My questions are whether my logic is sound, whether my intuition is misleading me and whether this is the correct way to estimate the parameters and missing data.
EDIT:
For future reference, I found this highly relevant paper, which addresses this exact problem. It also discusses the slight skew mentioned in whuber's answer.
 A: One way to square your intuition with ML is to recognize that ML estimates are often biased.  The ML estimate of $N$ looks like it's biased a little low.
There are only two parameters, $N$ and $p=p_1$, because $p_3=p_1=p$ and $p_2 = 1-p_1-p_3 = 1-2p$.  The log likelihood for observations $(a,b)$ is
$$\log(\Lambda) = \log\binom{N}{a,b,N-a-b} + (N-b)\log(p) + b\log(1-2p)$$
which for any $N$ is maximized at the unique zero of its derivative, $p = (N-b)/(2N)$. It is apparent, too, that as a function of $N$ this is concave downward.

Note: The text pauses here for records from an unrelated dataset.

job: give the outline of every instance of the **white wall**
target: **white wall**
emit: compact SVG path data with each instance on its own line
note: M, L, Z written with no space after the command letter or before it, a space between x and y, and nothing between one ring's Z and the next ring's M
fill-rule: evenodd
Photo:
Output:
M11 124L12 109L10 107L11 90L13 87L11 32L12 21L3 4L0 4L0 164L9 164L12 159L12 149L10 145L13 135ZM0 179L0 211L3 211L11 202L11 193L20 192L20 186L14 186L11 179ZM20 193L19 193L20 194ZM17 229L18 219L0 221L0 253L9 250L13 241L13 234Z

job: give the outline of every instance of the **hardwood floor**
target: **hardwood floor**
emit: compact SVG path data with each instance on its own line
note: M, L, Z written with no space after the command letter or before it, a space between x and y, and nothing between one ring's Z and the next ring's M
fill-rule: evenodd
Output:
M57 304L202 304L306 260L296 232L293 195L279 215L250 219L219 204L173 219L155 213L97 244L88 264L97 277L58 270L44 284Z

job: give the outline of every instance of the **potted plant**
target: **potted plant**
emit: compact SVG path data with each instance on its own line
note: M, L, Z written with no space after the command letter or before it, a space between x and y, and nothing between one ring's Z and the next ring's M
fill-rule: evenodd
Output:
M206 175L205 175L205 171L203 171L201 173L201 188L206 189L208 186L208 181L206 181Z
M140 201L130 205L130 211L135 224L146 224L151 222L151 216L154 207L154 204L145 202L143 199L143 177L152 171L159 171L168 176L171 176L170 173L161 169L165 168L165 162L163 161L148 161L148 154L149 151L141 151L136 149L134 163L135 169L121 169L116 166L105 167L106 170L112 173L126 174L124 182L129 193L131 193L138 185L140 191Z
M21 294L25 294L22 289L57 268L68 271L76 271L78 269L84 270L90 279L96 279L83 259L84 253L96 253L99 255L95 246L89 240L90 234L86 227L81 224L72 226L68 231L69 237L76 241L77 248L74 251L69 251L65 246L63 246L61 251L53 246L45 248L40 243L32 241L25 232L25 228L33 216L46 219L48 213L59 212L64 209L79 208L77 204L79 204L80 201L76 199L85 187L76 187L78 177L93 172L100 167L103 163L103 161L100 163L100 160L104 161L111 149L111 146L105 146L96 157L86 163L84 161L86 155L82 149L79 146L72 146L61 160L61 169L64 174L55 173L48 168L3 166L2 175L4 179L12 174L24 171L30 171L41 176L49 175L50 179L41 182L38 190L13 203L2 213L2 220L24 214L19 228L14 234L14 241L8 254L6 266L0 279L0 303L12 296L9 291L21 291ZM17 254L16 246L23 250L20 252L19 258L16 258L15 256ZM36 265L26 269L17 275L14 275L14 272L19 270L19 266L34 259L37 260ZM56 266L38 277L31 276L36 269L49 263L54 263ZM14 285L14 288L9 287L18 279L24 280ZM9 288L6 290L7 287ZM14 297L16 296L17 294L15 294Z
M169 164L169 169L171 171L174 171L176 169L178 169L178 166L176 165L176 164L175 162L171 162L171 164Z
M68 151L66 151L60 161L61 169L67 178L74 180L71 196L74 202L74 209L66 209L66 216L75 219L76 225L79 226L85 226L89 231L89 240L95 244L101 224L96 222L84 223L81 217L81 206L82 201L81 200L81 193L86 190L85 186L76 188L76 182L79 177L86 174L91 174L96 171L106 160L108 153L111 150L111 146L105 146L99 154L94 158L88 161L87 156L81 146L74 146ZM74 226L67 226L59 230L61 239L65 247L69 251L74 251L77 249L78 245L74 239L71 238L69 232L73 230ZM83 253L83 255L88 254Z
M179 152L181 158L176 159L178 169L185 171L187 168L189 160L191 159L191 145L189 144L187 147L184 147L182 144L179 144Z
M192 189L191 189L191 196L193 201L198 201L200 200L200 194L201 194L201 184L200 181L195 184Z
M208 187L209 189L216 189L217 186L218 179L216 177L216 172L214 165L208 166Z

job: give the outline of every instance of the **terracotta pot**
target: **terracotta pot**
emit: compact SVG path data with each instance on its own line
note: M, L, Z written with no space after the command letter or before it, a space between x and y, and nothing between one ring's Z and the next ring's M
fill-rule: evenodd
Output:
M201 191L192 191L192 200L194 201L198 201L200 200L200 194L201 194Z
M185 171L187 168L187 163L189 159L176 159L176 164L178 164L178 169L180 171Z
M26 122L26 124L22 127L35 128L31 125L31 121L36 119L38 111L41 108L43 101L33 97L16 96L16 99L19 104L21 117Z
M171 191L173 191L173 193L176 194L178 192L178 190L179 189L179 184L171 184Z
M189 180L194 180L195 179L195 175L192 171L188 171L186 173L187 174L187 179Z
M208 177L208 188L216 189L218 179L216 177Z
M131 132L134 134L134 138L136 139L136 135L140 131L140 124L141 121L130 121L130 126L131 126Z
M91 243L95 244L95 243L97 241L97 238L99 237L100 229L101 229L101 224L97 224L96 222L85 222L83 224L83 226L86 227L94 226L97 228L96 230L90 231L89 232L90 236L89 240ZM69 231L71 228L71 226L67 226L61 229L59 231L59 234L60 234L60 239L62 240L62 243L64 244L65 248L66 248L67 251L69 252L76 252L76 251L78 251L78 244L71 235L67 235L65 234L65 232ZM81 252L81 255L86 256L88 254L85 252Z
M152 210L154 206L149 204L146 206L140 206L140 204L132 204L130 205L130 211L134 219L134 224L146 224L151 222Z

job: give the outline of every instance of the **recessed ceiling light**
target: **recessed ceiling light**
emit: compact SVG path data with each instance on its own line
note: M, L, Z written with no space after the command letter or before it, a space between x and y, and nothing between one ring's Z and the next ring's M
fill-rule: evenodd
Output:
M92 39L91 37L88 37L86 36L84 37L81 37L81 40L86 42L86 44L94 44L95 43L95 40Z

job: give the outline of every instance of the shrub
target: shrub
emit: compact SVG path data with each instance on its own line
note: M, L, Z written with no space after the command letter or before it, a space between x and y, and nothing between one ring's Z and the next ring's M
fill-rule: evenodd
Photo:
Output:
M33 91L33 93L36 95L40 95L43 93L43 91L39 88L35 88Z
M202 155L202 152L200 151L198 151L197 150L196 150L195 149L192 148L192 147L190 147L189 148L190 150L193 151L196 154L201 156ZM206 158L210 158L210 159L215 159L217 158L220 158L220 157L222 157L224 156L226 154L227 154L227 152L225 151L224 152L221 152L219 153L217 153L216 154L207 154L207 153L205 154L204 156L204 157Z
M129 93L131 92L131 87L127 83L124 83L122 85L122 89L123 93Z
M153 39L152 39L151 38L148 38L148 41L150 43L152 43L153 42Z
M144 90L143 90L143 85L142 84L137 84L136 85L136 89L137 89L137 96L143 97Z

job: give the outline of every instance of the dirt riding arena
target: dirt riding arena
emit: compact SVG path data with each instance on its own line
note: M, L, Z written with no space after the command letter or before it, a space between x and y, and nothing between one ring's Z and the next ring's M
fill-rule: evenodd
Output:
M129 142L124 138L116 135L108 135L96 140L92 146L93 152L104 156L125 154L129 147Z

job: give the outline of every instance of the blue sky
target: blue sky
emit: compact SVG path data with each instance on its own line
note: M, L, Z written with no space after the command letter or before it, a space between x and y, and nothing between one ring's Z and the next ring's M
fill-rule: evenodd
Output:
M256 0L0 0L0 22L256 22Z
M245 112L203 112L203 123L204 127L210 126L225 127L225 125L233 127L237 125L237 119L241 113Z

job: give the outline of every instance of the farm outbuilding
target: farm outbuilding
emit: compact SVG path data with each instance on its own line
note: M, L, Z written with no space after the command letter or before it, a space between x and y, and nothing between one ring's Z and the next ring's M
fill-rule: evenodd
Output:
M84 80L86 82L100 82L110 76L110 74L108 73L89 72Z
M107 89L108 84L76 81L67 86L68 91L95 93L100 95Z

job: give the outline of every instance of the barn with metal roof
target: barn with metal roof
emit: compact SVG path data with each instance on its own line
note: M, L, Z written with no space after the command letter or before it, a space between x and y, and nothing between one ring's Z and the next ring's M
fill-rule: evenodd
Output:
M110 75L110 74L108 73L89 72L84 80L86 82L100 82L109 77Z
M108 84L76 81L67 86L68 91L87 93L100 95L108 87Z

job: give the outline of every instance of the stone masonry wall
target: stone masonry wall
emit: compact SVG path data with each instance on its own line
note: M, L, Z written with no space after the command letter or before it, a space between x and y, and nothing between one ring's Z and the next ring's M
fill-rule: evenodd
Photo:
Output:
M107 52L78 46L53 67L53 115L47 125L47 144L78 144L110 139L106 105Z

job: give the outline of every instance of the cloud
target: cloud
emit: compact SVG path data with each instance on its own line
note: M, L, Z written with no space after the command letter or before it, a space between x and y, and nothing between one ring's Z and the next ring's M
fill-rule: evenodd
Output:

Thus to obtain the MLE for $N$ we can scan over $N=a+b, a+b+1, \ldots$ until finding a maximum.  (There are more efficient ways, but this works well enough.)  For example, with $(a,b)=(3,6)$, the maximum occurs for $\widehat{N}=11$ where $\hat{p} = 5/22$.
Here is a histogram of $10^5$ iid draws of this MLE from a Multinomial$(12; 1/4, 1/2, 1/4)$ distribution:

The shift to a peak at $\widehat{N}=11$ is clear.  For larger $N$ the shift still appears to be leftwards by only a small amount.  Here is a histogram from a simulation with a Multinomial$(120; 1/4, 1/2, 1/4)$ distribution:

The bias looks like a shift of $1$ or $2$ leftwards (the peak is at $119$ and the mean is $118.96$), but certainly there is not a proportional shift to $11/12 * 120 = 110$.
Although (because $N$ must be integral) some care should be used in applying standard ML results, the mathematical formulation of the likelihood makes sense for non-integral $N$ (via Gamma functions), so you're probably ok using the usual ML-based confidence intervals, etc.